Background: Primary insomnia is one of the most common issues for adults. However, whether to use music intervention as a non-pharmacological method of treatment, as well as which treatment should be preferred, is still a matter of controversy. Therefore, we aimed to compare and rank music interventions and no-music controls for primary insomnia patients.
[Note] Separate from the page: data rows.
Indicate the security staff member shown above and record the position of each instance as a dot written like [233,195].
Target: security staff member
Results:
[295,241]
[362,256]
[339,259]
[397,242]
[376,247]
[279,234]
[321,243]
Methods: A network meta-analysis was used to identify evidence from relevant clinical trials. We searched PubMed, Embase, the Cochrane Library, and the China National Knowledge Infrastructure Library for publications up to May 2017, pertaining to music intervention for primary insomnia patients. The prespecified primary outcome was sleep quality (scored by the PSQI and overall), and the secondary outcomes were sleep onset latency and sleep efficiency. We did pairwise meta-analyses using the random-effects model, later completing the random-effects network meta-analyses. The study was registered with PROSPERO, number CRD42017064750.
Results: We deemed 20 trials to be eligible, involving 1339 patients and 12 intervention arms. For PSQI scores, all intervention arms were statistically more effective than the usual care, with patients ranking listening to music as the best means of intervention (SMD: -0.61, 95%CrI: -1.01 to -0.20). For overall sleep quality, only music-associated relaxation was statistically more effective than the patients' usual care (-0.28, -0.48 to -0.08). In terms of sleep onset latency, music-associated relaxation and listening to music had significant advantages (-0.26, -0.64 to -0.09, and -0.28, -0.53 to -0.02); listening to music and music with exercise displayed a tendency to improve sleep efficiency.
Conclusions: When considering the efficacy, music intervention seemed to offer clear advantages for adults with primary insomnia. Listening to music and music-associated relaxation are probably the best options to consider in the application of music intervention.
Keywords: Adults; Music; Network meta-analysis; Primary insomnia; Sleep quality.